Катя смотрела на Артура с каким-то смешанным чувством: если бы все эти речи, она услышала неделю назад, то медицинский диагноз их автора был бы для нее предельно ясен. Но сейчас за эти дни в ней произошла какая-то внутренняя работа, еще малопонятная, но уже ощутимая даже ее заставленному гигантскими полками прошлых представлений сознанию. А потому слова Артура находили в ней хотя и вызывающий тревогу и беспокойство, но живой отклик. Как будто бы одна часть ее существа была с ними солидарна, а другая - выступала решительно против. Но в таком случае, к какому из двух раздающихся в ней внутренних голосов следует прислушаться? Это задачка даже не с двумя, а со многими неизвестными. И все же выход из этой тупиковой ситуации она нашла, выход типично женский, а потому устраивающий обе стороны. Её пальцы сплелись вокруг все еще вялого стебля п****а.

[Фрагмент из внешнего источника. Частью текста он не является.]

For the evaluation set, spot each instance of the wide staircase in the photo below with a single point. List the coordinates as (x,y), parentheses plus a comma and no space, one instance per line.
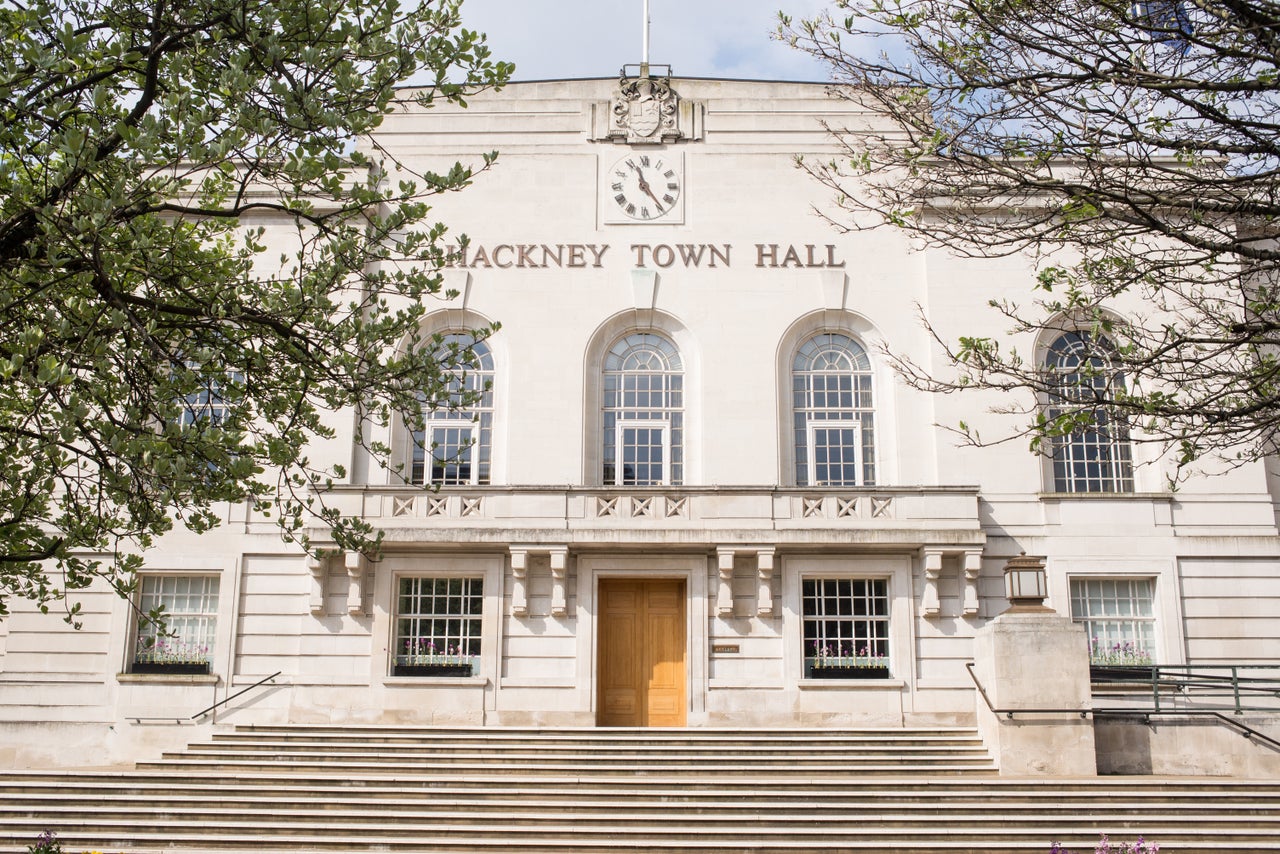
(402,789)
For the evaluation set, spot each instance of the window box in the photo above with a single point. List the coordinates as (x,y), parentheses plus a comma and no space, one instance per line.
(169,667)
(438,626)
(432,670)
(1121,674)
(814,671)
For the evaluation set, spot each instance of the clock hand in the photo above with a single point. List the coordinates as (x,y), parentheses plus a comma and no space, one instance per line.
(647,190)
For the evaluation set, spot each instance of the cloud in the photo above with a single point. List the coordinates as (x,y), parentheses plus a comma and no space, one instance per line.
(565,39)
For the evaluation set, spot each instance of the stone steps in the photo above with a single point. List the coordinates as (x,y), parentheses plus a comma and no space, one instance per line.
(288,790)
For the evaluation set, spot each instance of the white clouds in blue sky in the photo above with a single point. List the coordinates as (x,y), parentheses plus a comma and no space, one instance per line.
(565,39)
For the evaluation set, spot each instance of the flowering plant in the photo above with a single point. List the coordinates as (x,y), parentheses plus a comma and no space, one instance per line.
(1118,653)
(160,649)
(845,656)
(1105,846)
(46,844)
(423,651)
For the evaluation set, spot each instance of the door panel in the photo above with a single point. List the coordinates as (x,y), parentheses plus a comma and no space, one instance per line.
(641,653)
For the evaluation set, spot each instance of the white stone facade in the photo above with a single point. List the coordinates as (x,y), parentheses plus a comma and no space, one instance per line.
(736,274)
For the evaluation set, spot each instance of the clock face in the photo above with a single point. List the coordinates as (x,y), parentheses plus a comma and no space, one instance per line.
(644,186)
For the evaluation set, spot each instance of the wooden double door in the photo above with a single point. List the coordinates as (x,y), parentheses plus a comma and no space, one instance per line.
(641,652)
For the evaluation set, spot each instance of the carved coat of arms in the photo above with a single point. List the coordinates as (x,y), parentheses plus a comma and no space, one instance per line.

- А он тоже есть и его нет.
Артур рассмеялся.
- Он всегда для тебя есть и всегда тебя хочет.
Как бы подтверждая этот тезис, п***с из гибкого, как тростник стебля стал быстро превращаться в твердый и прямой, как сосна ствол. Он уже не помещался в обхватившей его ладони Кати, а стремился вырваться из этого плена на свободу. Внезапно Артур резко поднялся с подушки и стал обсыпать ее тело гроздями поцелуев. Он спустился вниз и его язык принялся вылизывать ее в*******е, мягко щекотать к****р. Жар желания подобно всплеску взрывной волне, порожденной взрывом мощного заряда, быстро прокатился по телу. Она ощутила на себе необременительную тяжесть Артура и в тоже мгновение почувствовала внутри себя присутствие инородного предмета. Но присутствие его было желанным и упоительным. Сознание Кати, обычно сохраняющее контроль над собой в любых ситуациях, внезапно отключилось, и почти не понимая, что говорит, она прошептала:
- Милый мой, люблю тебя, Артур. Возьми меня, пожалуйста, возьми.
- Я тоже тебя люблю, - услышала она в ответ, но эти его слова уже почти не имели для нее значение, потому что мощный взрыв оргазма внутри ее тела целиком поглотил все внешние звуки и впечатления.